When laws are ignored
Who is any lawyer to challenge the foundational error of the system to ignore the mens rea, or guilty mind, law that requires an almost impossible burden to be placed in every criminal prosecution. If that law were obeyed, there’d be many, many fewer criminal cases, fewer prosecutions, fewer people in jail.
That nearly impossible burden is that every element of a charge must include reference to guilty mind. Hardly any case filed by the police or the sheriff’s department or other parties makes reference to intent, much less alleges guilty mind. And yet Tenn. Code Ann. § 39-11-301 strictly requires it.
The antidote to much abuse by the state of the people is in the existing law as it stands. The demand must be: Officials need to obey it, and keep in mind the myriad rights of the people.
If we have a right to a jury trial, why do prosecutors serving Neal Pinkston enter into a bargaining process, to convince the defendant to give up that right in exchange for leniency? If a right to a trial is a right, the cops and the prosecutor should respect that right, take every case to trial, and give themselves less volume of work, and more real law, more real policing.
Our common law heritage presumes the rarity of criminal cases and trials. Again, the rarity and scarcity of criminal trials. The process over decades might be likened to judicial inflation. With the state obtaining more and more power over society and the economy, crimes multiply. A case buys less justice, so more cases are needed, as it were.
A point similar to this one is made by Roger Roots, a legal historian whose book Conviction Factory explains how the legal system has devolved into a police state with a multiplication of crimes and the infusion of complexity into waves of law passed by general assemblies and the U.S. congress.
Lawyers do not wish to overturn the system. Judges do not wish to break with convention. And the people’s representatives in the general assembly are unaware of how their own laws are being ignored or abused. No help for reform appears in the offing. There appears no proper venue to bring about a change to restore the people’s rights and liberties.
Why black-letter law is ignored
With the freight shipping and transportation law, the law is ignored in the limits of its operation. The warrantless arrest law is ignored entirely by an act of deconstruction of the key words, public offense. Courts of appeal, however, appear to respect the law and its key words, namely “public offense.”
In both cases the rejection of black letter law is a matter of convenience for the police and the sheriff’s departments. The customs are of such long standing they have lost their odium land their offense, and no one sees them as wrongs.
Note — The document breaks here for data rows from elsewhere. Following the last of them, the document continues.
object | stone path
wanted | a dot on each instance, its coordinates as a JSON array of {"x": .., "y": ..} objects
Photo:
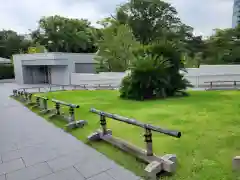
[{"x": 31, "y": 148}]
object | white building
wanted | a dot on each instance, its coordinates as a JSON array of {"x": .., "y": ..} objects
[
  {"x": 51, "y": 68},
  {"x": 236, "y": 13},
  {"x": 5, "y": 61}
]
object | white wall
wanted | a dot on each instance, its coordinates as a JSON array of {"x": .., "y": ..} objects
[{"x": 197, "y": 76}]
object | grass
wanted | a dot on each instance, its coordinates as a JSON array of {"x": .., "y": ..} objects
[{"x": 209, "y": 122}]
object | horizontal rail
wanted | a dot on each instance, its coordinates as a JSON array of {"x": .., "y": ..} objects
[
  {"x": 64, "y": 103},
  {"x": 41, "y": 97},
  {"x": 173, "y": 133}
]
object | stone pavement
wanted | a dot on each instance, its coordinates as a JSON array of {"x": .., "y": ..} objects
[{"x": 31, "y": 148}]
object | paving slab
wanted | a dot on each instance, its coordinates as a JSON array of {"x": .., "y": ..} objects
[
  {"x": 32, "y": 148},
  {"x": 66, "y": 174},
  {"x": 3, "y": 177},
  {"x": 102, "y": 176},
  {"x": 30, "y": 173},
  {"x": 11, "y": 166},
  {"x": 91, "y": 168}
]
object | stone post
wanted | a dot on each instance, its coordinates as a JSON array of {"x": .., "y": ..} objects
[
  {"x": 38, "y": 101},
  {"x": 45, "y": 104},
  {"x": 57, "y": 105},
  {"x": 71, "y": 114},
  {"x": 148, "y": 140},
  {"x": 29, "y": 97},
  {"x": 26, "y": 96},
  {"x": 103, "y": 124}
]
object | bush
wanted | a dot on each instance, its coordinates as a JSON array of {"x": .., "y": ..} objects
[
  {"x": 155, "y": 73},
  {"x": 6, "y": 71}
]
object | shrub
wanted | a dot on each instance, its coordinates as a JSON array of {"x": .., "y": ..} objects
[
  {"x": 155, "y": 73},
  {"x": 6, "y": 71}
]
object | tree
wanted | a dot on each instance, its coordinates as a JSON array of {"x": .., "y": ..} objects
[
  {"x": 223, "y": 47},
  {"x": 62, "y": 34},
  {"x": 12, "y": 43},
  {"x": 116, "y": 48},
  {"x": 155, "y": 73},
  {"x": 151, "y": 20}
]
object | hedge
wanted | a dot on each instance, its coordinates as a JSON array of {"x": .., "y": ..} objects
[{"x": 6, "y": 71}]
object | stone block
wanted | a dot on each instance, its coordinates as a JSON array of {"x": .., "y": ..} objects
[
  {"x": 171, "y": 157},
  {"x": 153, "y": 169},
  {"x": 169, "y": 163},
  {"x": 94, "y": 136},
  {"x": 236, "y": 163}
]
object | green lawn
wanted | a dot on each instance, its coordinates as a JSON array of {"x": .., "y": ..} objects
[{"x": 209, "y": 122}]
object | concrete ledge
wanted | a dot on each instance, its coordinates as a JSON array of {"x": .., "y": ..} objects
[{"x": 76, "y": 124}]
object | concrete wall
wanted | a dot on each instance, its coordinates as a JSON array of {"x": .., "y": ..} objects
[
  {"x": 60, "y": 75},
  {"x": 85, "y": 68},
  {"x": 196, "y": 76},
  {"x": 18, "y": 70},
  {"x": 56, "y": 61}
]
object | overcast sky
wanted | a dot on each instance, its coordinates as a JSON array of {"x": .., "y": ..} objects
[{"x": 22, "y": 15}]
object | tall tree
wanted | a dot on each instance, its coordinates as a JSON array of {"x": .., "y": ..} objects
[
  {"x": 151, "y": 20},
  {"x": 116, "y": 48},
  {"x": 223, "y": 47},
  {"x": 58, "y": 33}
]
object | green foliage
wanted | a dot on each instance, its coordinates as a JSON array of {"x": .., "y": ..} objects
[
  {"x": 155, "y": 73},
  {"x": 151, "y": 20},
  {"x": 116, "y": 48},
  {"x": 6, "y": 71},
  {"x": 223, "y": 47},
  {"x": 60, "y": 34},
  {"x": 148, "y": 78}
]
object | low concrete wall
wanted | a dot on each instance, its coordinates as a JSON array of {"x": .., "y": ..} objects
[
  {"x": 7, "y": 80},
  {"x": 196, "y": 76}
]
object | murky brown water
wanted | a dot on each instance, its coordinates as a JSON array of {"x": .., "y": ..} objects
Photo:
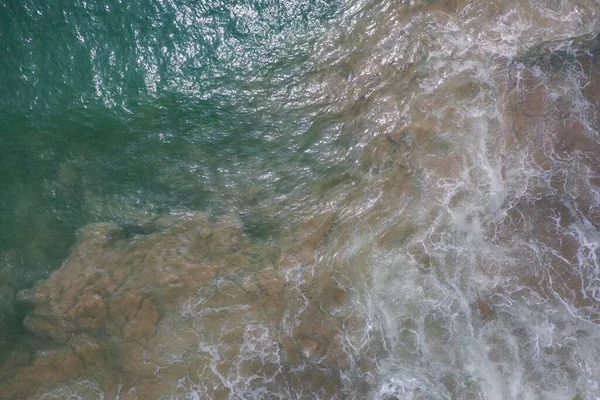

They are viewed simply as “the way things are” or “this is how we do things.”
The blessing of Christianity are liberty and justice, clearly along the lines of justice God gave directly to the children of Israel as recorded in the Old Testament. That is a civil authority that leaves the people alone, but operates a court to settle private disputes and execute capital criminals. An authority that recognizes God’s government of individuals directly and personally.